When people buy equities they are purchasing a part of a company – literally a “share” of its future dividends and earnings prospects. The share price is a snapshot of the market’s view of the value of those dividends and prospects.
This reality underpins our approach to investing. Firstly, we identify companies where management is either creating wealth for shareholders through innovation, sustaining a strong market position, or laying the foundations for a brighter future if recent performance has not been very impressive. Secondly, we focus on valuation to gauge whether upside potential outweighs downside risk.
We believe that investing in businesses that are willing and able to create wealth for shareholders, and being able to buy that potential wealth creation at a discount, are the two crucial drivers of healthy long-term returns.
Three examples of such companies are aerospace company Safran, trucking firm Old Dominion Freight Line, and energy business Suncor Energy.
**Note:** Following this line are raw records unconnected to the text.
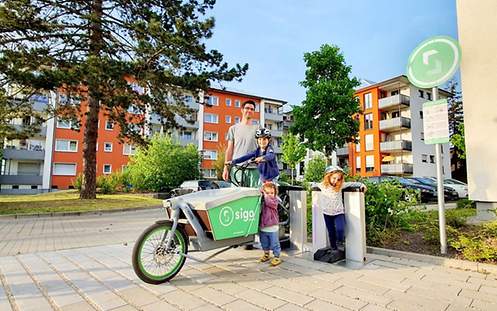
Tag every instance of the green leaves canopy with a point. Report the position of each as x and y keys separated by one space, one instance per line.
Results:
x=325 y=118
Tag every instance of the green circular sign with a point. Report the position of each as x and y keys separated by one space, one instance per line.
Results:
x=433 y=62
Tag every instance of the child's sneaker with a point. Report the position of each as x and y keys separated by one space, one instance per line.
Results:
x=276 y=261
x=264 y=258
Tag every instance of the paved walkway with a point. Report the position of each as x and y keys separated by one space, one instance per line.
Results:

They are managed effectively, with a strong emphasis on shareholders’ interests, and are better at creating wealth than the other key players in their industries.
Half of a duopoly
Safran (Paris: SAF) is the dominant player in commercial short-haul jet engines through its joint venture with General Electric. Air travel has consistently grown at about twice the rate of GDP for the last four decades. Whenever you fly short haul, there is a 50:50 chance that your plane will be powered by Safran engines.
The company effectively operates in a duopoly in a high-growth industry, with regulatory, safety, technology and cost hurdles for new entrants presenting huge barriers to entry. Throw in a proven management team, and Safran is in an exceptional position. Investors can currently buy in at a reasonable valuation.
No.1 for profitability
US-based trucking company Old Dominion Freight Line (Nasdaq: ODFL) has a national network. Investments in technology and service, alongside an excellent management team, make this the most profitable company in its industry. The firm is using these profits to grow the business organically, thereby compounding profit growth for shareholders. Members of the senior management team are also major shareholders, so the firm’s long-term growth is their key consideration.
We think the firm’s potential is not reflected in its share price.
The upper hand in the oil sector
Suncor Energy (Toronto: SU) is the largest player in Canadian oil sands, extracting crude oil from certain types of sand and rock. Its existing oil-sands facilities should produce oil for decades, unlike many traditional oil reserves, which often have short operating lives.
This gives Suncor a competitive advantage over rivals, who are forced to keep replacing reserves. Management has an excellent record of careful investment and has avoided getting caught up in the industry’s boom-and-bust cycles. The valuation at Suncor also implies a very low oil price for many years, limiting downside if the oil price remains low and providing significant upside if we see a more sustained recovery in oil.